Joe was a fierce, larger-than-life advocate for a game that often did not deserve his passion and dedication to its betterment. He stood with pride when winning trophies and World Series, but stood out even more when championing what was right.

He was an astute businessman and never had the desire to manage or run a baseball team, yet his name was tossed about as a potential manager by teams that never even bothered to call. The move angered Joe because there was no intent behind it other than to give the appearance of considering an African American for the job.

While managing may not have been his goal, he didn’t let it stop him from being an advocate for others who desired that path. He never stopped fighting for others.

Joe had three teams for which he was most proud: The Big Red Machine of Cincinnati, his fellow Hall of Fame inductees and his family of African American brothers-in-arms within the game. And he was the captain of each and every one of his beloved teams, an unstoppable leader whose mere presence commanded respect and led all to coalesce around him.

“He loved baseball and cared about the game so much,” Hall of Fame great Billy Williams said Monday, his voice choking back the tears. “That’s why he was on the board of the Hall of Fame for all these years. He just loved our game and wanted it to do right by everyone.”

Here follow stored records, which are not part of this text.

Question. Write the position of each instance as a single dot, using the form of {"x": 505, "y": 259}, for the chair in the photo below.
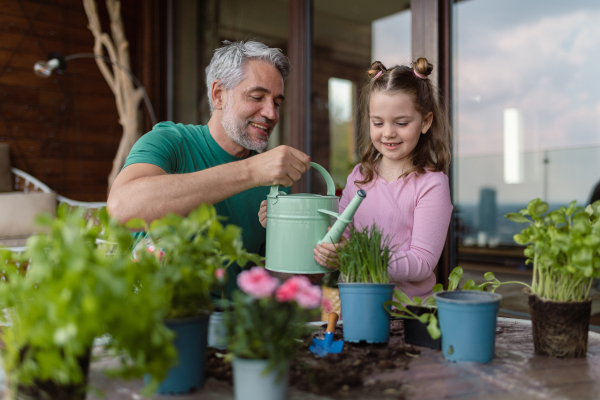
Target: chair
{"x": 28, "y": 198}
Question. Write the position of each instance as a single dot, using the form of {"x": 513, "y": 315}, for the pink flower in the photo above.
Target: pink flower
{"x": 300, "y": 289}
{"x": 257, "y": 282}
{"x": 287, "y": 291}
{"x": 220, "y": 274}
{"x": 326, "y": 305}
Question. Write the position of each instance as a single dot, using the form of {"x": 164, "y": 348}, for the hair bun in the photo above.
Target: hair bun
{"x": 422, "y": 66}
{"x": 376, "y": 68}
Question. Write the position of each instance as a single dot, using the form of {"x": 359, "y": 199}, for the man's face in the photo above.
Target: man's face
{"x": 251, "y": 109}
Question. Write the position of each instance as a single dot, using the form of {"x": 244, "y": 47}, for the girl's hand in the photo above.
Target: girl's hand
{"x": 262, "y": 214}
{"x": 326, "y": 254}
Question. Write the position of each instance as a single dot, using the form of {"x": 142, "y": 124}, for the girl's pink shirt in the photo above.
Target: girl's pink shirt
{"x": 415, "y": 212}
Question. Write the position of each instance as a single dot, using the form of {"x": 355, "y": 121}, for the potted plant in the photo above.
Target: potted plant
{"x": 420, "y": 316}
{"x": 564, "y": 247}
{"x": 75, "y": 291}
{"x": 267, "y": 322}
{"x": 192, "y": 252}
{"x": 363, "y": 263}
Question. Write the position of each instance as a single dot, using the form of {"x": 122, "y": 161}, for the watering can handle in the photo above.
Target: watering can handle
{"x": 328, "y": 179}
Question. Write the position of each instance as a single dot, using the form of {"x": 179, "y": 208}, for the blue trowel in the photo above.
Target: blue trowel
{"x": 322, "y": 347}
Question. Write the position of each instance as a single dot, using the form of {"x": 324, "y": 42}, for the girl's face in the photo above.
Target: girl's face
{"x": 395, "y": 128}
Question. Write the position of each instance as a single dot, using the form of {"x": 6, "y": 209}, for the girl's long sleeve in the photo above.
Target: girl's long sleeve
{"x": 416, "y": 213}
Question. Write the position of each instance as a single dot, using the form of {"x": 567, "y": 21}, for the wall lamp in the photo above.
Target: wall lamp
{"x": 57, "y": 62}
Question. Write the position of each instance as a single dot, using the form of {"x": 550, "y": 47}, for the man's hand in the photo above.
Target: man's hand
{"x": 262, "y": 213}
{"x": 281, "y": 166}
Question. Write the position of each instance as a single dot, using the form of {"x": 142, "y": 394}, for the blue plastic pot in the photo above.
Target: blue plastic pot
{"x": 190, "y": 341}
{"x": 468, "y": 323}
{"x": 249, "y": 382}
{"x": 363, "y": 314}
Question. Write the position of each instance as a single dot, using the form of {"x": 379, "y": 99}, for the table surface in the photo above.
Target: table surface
{"x": 515, "y": 373}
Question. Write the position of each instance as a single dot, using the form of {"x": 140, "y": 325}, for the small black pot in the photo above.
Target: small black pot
{"x": 560, "y": 328}
{"x": 415, "y": 332}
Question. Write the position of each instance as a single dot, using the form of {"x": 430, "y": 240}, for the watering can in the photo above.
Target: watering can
{"x": 296, "y": 223}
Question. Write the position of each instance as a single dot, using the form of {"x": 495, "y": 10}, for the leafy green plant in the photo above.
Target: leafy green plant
{"x": 564, "y": 247}
{"x": 430, "y": 318}
{"x": 365, "y": 256}
{"x": 331, "y": 279}
{"x": 74, "y": 291}
{"x": 268, "y": 319}
{"x": 190, "y": 250}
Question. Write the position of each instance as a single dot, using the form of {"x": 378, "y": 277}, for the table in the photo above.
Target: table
{"x": 515, "y": 373}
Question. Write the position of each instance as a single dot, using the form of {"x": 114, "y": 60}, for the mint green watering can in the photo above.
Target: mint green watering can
{"x": 297, "y": 222}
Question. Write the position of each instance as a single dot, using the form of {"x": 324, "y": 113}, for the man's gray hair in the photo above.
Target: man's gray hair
{"x": 227, "y": 65}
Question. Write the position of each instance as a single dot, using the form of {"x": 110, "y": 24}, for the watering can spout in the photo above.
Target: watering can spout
{"x": 336, "y": 231}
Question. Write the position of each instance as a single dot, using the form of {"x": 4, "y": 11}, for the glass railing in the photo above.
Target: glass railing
{"x": 482, "y": 197}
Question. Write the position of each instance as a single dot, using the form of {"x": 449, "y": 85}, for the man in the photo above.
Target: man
{"x": 174, "y": 168}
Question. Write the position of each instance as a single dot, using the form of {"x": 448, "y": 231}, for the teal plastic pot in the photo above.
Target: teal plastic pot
{"x": 190, "y": 341}
{"x": 363, "y": 314}
{"x": 468, "y": 323}
{"x": 250, "y": 384}
{"x": 217, "y": 334}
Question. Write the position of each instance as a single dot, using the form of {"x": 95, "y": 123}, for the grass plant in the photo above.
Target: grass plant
{"x": 366, "y": 256}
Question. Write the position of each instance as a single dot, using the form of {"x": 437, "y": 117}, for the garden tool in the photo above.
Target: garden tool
{"x": 297, "y": 222}
{"x": 322, "y": 347}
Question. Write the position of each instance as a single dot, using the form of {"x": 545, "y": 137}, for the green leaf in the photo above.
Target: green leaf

Joe certainly did right by me, simply by respecting me as a journalist and letting it be known to teammates across the board that any sign of disrespect would never be tolerated.

After authoring an amazing Hall of Fame career, Joe remained my go-to guy for bouncing off ideas and breaking down issues that impacted the game, the world, our lives and civic responsibilities. He had a way of framing things that made me look at opinions past my own nose, which was important when I became a columnist. When we landed on the same team at ESPN, he became one of my closest, dearest friends.

Just as he had given me insights into the world that existed when locker room doors closed, so too did he do so when boardroom doors closed.

A proud Black man, Joe fought for social justice within baseball and beyond before it became a catchphrase. He loved the game but was never afraid to call out hypocrisy wherever he saw it. He knew the devastation that empty talk of inclusion caused; he watched his amazing generation of African American players turned away as soon as their on-field hits and pitches were no longer needed.

His calls for equal hiring for managerial candidates, coaches, front-office personnel never ceased. His disdain for those who broke promises or pretended cooperation with inclusivity was never hidden from the public.

Personally, Joe was always there, to lend an ear, to talk me off the ledge, to remind that you can’t hit if you take your eye off the ball.

“He would fight for what was right,” said Phil Niekro, his Hall of Fame compatriot on the executive board. “He was a fighter. But more, he was such a good man.

“I don’t know how you replace him.”

Phil is so right. He never did stop slashing, hitting, driving the game forward with his sheer will. Not until 2020 took his last breath. Now there is a hole in the universe a thousand times larger than that mighty little big man’s presence on Earth. It can never be filled.

Rest in power, my friend. I will miss you, forever and a day.

Claire Smith is a recipient of The Baseball Writers Association of America’s Career Excellence Award for her contributions to baseball writing as a reporter and columnist. She is a member of the faculty at Klein College of Media and Communication and is the co-director of the Claire Smith Center for Sports Media at Temple University.